I love doing that work out. And so I was editor of my high school newspaper, and I loved laying it out. I love taking these different stories love the creativity, within the constraints of a newspaper. I remember driving, I lived in LA. So driving from San Fernando Valley all the way to Glendale, which is where our printer was having to go there to check on things. And back, then things would get messed up. And we’d get like 1000 papers printed up that had some major thing wrong with them, because we didn’t have a good way of getting proofs or anything like that. All kinds of mistakes and stuff that would happen.

Craig Swanson 8:25 

So what am I, what am I I’m 52 now, and I’ve been in business, basically, since I was 18, 19. There is so much about my understanding about you launch businesses run life and basically just kind of work as a creator and an entrepreneur from journalistic production, this idea of we went to press every week, every week on Thursday, we were done.
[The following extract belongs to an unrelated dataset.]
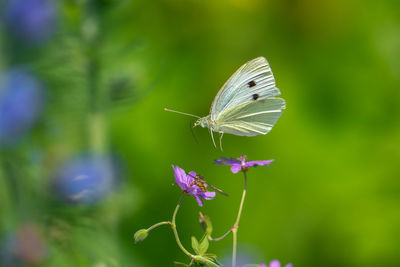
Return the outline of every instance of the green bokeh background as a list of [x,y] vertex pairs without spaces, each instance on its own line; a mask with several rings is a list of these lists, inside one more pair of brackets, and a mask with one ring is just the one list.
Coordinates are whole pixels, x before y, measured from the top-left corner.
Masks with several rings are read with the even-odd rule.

We were done with the best work we could do up until the point that the deadline occurred, and then you ship. So we shipped with the best thing we could every Thursday night. If I want to stay up till 1am I could do that. But basically, there’s a point at which you ship it doesn’t matter if you’ve not filled in something. There’s a white sheet, there’s a white piece of paper that doesn’t have your work on it that goes out printed the next morning.

John Corcoran 9:14 

And you can see that rhythm showing up in CreativeLive later, which I want to get to. But before we do, yeah, makes total sense that you eventually get into doing IT support for graphic designers, because it seems like it was kind of next evolution, that was Swanson tech support. So talk about how you evolves from supporting those newspapers into this business.

Craig Swanson 9:35 

So I mean, effectively I went to college as a graphic design major realized that really, I was a technology major and I loved working with creatives. So I started an IT company in 1988, which was teaching computers to graphic designers at agencies, design firms and photography studios in the greater Seattle area. And the fact that I was 18 years old didn’t mean anything in terms of my qualifications other than, like, maybe my professionalism and just understanding of life, because nobody actually knew the technology at that point. And, really from that year up until when I sold that business in 2010 through various variations, I just was working to create support systems, generally around technology for commercial creatives, for, for photographers, for writers, for ad agencies, for design firms. And I am very, very technical, I’ve been able to sell my intelligence in trade for time and, and trade for money. But it’s always been within this support structure of helping creatives publish, create, find stability, and basically run their businesses around technology. So it’s this way, I’ve combined these two sides of me into something that I just absolutely love.

John Corcoran 11:03 

Yeah. Now, for you, one of the challenges early on was hiring, you said that that was a big struggle for you was getting good people in place and kind of replacing yourself and not being the one who was inter woven in the threads of the business. So to talk a little bit about those early challenges.